Once we have the range, we get the column and row counts according to Excel and record them to memory ( theTotalColumns, theTotalRows ). We then get all the data out of the spreadsheet, which I store into a.allTheData. I’ve written in other places about data extraction methods. Do yourself a favor, use this one.
Next, I get all cells with a constant. Well, not exactly all the cells. The Range object that is returned is a little less than I’d like it to be. It gives you a series of Excel Ranges that contain constants. In Excel representation, that means you will get something like [”A1:B12, C3:E:18, F2:G38”]. It’s something, but not awesome.

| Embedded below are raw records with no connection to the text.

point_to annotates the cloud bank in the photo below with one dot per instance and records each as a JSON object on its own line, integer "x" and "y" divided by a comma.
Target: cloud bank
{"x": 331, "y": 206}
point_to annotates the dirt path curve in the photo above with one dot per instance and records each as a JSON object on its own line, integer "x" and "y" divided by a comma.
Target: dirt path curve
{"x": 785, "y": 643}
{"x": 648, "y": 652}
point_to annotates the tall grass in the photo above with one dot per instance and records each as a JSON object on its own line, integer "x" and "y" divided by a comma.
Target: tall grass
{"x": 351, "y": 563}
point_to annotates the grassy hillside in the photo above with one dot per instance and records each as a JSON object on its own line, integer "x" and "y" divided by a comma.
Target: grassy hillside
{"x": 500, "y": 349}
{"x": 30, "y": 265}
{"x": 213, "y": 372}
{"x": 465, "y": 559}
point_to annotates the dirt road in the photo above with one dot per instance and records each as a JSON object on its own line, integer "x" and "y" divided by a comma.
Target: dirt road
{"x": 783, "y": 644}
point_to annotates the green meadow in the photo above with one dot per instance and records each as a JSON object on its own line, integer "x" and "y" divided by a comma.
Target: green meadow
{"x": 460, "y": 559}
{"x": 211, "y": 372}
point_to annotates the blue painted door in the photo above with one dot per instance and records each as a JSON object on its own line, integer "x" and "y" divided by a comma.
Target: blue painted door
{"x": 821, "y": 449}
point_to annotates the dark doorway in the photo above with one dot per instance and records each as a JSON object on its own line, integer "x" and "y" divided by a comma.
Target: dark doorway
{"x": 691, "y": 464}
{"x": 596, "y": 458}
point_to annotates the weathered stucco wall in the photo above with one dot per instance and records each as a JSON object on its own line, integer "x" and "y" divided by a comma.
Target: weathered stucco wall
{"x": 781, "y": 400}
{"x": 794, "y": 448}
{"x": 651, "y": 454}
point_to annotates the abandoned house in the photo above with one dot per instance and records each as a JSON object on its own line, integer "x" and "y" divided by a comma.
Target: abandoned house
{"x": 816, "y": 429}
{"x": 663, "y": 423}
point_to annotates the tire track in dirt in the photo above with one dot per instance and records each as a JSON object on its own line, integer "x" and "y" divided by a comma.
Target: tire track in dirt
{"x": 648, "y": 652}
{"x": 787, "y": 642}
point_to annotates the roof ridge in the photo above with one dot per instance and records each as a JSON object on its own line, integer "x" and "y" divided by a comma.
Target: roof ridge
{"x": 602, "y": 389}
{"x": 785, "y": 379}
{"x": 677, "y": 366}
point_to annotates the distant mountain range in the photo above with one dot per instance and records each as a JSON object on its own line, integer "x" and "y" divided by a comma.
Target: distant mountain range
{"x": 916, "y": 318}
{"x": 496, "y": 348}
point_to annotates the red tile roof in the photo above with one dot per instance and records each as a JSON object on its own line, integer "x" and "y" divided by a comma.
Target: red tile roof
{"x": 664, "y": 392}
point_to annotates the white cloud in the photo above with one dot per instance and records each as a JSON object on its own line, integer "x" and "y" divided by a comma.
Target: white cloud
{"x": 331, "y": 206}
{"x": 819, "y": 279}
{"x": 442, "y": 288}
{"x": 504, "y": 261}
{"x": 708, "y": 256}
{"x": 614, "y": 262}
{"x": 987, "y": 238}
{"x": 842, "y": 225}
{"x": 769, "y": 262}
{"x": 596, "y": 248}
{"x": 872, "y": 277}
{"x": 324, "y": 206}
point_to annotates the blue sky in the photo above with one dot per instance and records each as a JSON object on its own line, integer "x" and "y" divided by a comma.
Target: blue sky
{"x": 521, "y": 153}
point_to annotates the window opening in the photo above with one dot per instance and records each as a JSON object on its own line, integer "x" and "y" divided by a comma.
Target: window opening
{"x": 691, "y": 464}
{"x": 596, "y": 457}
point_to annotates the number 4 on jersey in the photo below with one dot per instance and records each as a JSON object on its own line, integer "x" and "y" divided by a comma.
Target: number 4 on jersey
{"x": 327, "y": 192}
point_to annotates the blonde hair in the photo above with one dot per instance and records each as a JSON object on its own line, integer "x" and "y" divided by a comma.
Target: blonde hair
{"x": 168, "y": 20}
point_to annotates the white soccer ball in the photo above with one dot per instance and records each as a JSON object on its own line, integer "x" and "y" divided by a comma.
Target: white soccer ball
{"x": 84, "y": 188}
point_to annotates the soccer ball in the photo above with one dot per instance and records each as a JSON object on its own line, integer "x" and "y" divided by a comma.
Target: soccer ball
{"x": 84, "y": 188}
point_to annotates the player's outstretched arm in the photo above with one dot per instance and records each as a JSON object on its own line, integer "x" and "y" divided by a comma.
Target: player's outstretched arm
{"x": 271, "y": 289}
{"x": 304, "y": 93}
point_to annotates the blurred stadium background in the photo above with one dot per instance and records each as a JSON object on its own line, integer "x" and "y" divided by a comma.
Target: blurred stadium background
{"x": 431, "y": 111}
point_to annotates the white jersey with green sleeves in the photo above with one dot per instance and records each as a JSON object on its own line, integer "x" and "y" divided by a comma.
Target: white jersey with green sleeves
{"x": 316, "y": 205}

You could write something that parsed all of that and filled in the blanks, but that felt like a lot of work without much gain, so I went a different route. I created two Arrays, one sorted, one kept in the order the constants were located by Excel.
I then took the letter of the first position of the sorted Array, so I would know the first filled column. I also took the number of that position, so I would know the first filled row. UsedRange gets thrown when the rows or columns are left empty even at the A or 1 bounds, like below, where the blue is your ‘Excel range’ and the red is your ‘UsedRange’.
In the above example, if you want to find ‘Name’ in your array object, it will be [1,1], while if you want to reference it by an Excel address through the COM it will be ‘B2’. If you want to have a prayer of evaluating the object effectively, you need to know where your UsedRange sits in relation to the broader Excel coordinates.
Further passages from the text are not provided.